Building a Dispute Automation System in .NET 9
A production-grade .NET 9 Web API for utility-bill disputes — layered architecture, repository + service-invoker patterns, two-level logging, and a step-by-step partner onboarding flow.
A bill dispute sounds prosaic until you trace one. A customer claims they paid; our ledger says they didn’t; the biller says we did pay them; the partner says the customer never asked. Resolving that takes a person 20 minutes today; the goal of this system was to take it to under 2 minutes across the cases that don’t actually need a human.
This is the architecture we shipped on .NET 9, the patterns we picked, and the parts where I’d choose differently next time.
The shape of the API
POST /api/v1/disputes → create
GET /api/v1/disputes/{id} → fetch one
GET /api/v1/disputes?status=open → query
POST /api/v1/disputes/{id}/resolve → close (or escalate)
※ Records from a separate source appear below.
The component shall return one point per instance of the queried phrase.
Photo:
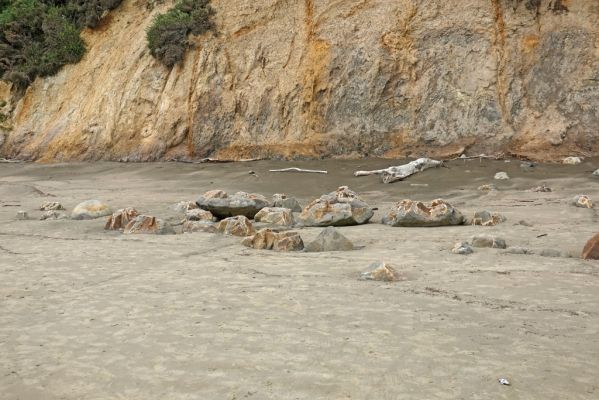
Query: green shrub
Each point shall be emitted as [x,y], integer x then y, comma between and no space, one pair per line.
[167,35]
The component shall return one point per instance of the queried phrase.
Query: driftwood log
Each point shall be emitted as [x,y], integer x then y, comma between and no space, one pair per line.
[294,169]
[397,173]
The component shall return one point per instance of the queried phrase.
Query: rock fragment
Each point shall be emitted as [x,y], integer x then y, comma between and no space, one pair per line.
[415,213]
[330,240]
[91,209]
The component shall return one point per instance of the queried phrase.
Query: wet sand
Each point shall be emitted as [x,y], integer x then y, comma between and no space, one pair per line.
[90,314]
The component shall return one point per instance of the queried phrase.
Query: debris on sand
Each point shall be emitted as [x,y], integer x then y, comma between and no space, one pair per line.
[339,208]
[416,213]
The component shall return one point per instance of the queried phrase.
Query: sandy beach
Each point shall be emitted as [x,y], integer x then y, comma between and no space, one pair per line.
[92,314]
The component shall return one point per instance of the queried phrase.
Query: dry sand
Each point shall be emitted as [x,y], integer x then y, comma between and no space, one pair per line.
[90,314]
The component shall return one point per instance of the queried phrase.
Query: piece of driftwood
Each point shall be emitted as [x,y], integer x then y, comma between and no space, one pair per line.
[294,169]
[397,173]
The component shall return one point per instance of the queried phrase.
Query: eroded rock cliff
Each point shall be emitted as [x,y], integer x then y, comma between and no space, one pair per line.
[313,78]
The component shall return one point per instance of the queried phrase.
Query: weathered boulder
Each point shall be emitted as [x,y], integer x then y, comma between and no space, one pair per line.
[51,205]
[146,224]
[339,208]
[118,220]
[267,239]
[591,249]
[197,214]
[582,201]
[330,240]
[198,226]
[501,176]
[486,218]
[222,205]
[572,160]
[236,226]
[463,248]
[284,201]
[488,241]
[416,213]
[275,216]
[381,271]
[91,209]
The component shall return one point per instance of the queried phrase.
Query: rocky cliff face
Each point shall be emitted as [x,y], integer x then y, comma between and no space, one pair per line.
[312,78]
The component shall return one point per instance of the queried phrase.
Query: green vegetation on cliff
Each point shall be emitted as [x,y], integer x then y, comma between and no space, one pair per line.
[38,37]
[167,36]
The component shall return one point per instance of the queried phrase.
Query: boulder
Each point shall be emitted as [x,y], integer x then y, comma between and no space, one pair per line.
[582,201]
[198,226]
[51,206]
[339,208]
[267,239]
[381,271]
[146,224]
[463,248]
[91,209]
[330,240]
[571,160]
[222,205]
[197,214]
[488,241]
[416,213]
[275,216]
[591,249]
[485,218]
[120,219]
[283,201]
[236,226]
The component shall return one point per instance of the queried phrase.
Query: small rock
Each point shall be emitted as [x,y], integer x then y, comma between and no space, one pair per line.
[120,219]
[91,209]
[282,200]
[197,214]
[416,213]
[591,249]
[330,240]
[198,226]
[542,189]
[146,224]
[339,208]
[462,248]
[51,205]
[582,201]
[275,215]
[485,218]
[184,206]
[380,271]
[236,226]
[267,239]
[501,176]
[571,160]
[488,241]
[222,205]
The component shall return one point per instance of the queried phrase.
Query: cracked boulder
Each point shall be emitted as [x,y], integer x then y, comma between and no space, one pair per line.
[342,207]
[267,239]
[221,205]
[275,215]
[410,213]
[91,209]
[236,226]
[146,224]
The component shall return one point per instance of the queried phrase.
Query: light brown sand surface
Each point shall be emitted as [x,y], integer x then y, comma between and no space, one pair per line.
[91,314]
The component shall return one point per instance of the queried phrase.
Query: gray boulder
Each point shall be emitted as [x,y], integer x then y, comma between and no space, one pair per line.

POST /api/v1/disputes/{id}/refund → ledger refund
REST is enough. We considered gRPC for the partner-side fan-out; we rejected it because the partners we onboard most often (mid-tier banks) have HTTP/1.1 stacks and no appetite for a new transport.
Layering
A boring five-layer cake, with one twist (the service invoker):
Controllers → HTTP surface, validation, response shaping
↓
Services → orchestration, business rules
↓ (via ServiceInvoker)
External Connectors → biller APIs, ledger system, notification queue
↓
Repositories → data access (Dapper over SQL Server)
↓
Domain models → POCOs, value objects
Controllers are kept dumb. They:
- Validate the request (FluentValidation).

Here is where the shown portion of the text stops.